WEDDING IN BLOOD. Two married lovers (Stephane Audran, Michel Piccoli) are driven by their shared need and the transports of passion to commit murder. This woebegone plot, written and directed by the sometimes masterly Claude Chabrol (Le Boucher), needs all the voltage it can stand. From Chabrol and his stars, it gets only a few anemic charges. The paramours are intrepidly bourgeois, their longing for each other so squalidly selfish and narcissistic that every time they paw each other they seem to be polishing a mirror. They lavish the sort of affection and attention on each other that no one else could ever devote to them. That is no small part of the reason Wedding in Blood seems so overwrought, without the tension or the wit that marks Chabrol's best work. He adds, almost desperately, an echo of Greek tragedy in the plot's bleak resolution, but this only serves to make the film portentous. It lurches ahead in predictable little bursts of motion, like a trolley on old tracks.

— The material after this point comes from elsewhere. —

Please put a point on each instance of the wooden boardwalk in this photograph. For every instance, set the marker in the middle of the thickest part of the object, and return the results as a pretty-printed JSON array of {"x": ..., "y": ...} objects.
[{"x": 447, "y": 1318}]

ANDY WARHOL'S FRANKENSTEIN Carries only the master's name. It is signed by his epigone, Paul Morrissey, who was responsible also for Heat, Trash and Flesh. The movie features the usual Morrissey crew: harpies, fag hags, neuters and no-talents clutter up the screen and pop out of it in 3D, which is two more dimensions than they would provide without technological assistance. The prevailing notion is a retooling of Mary Shelley, en cumbered with dismal sex and heaping portions of grue. Limbs, entrails and corpses come whizzing over the heads of the audience, along with various bats and other creatures of horror fiction. As so often with Morrissey, the joke wears thin fast, destroyed by its own spareness of invention and crudity of spirit. The novelty of Frankenstein is that it was made under more elaborate commercial auspices than usual for the Warhol crowd, but this makes for only sur face differences. Morrissey always made horror movies. This time, he has come out of the closet.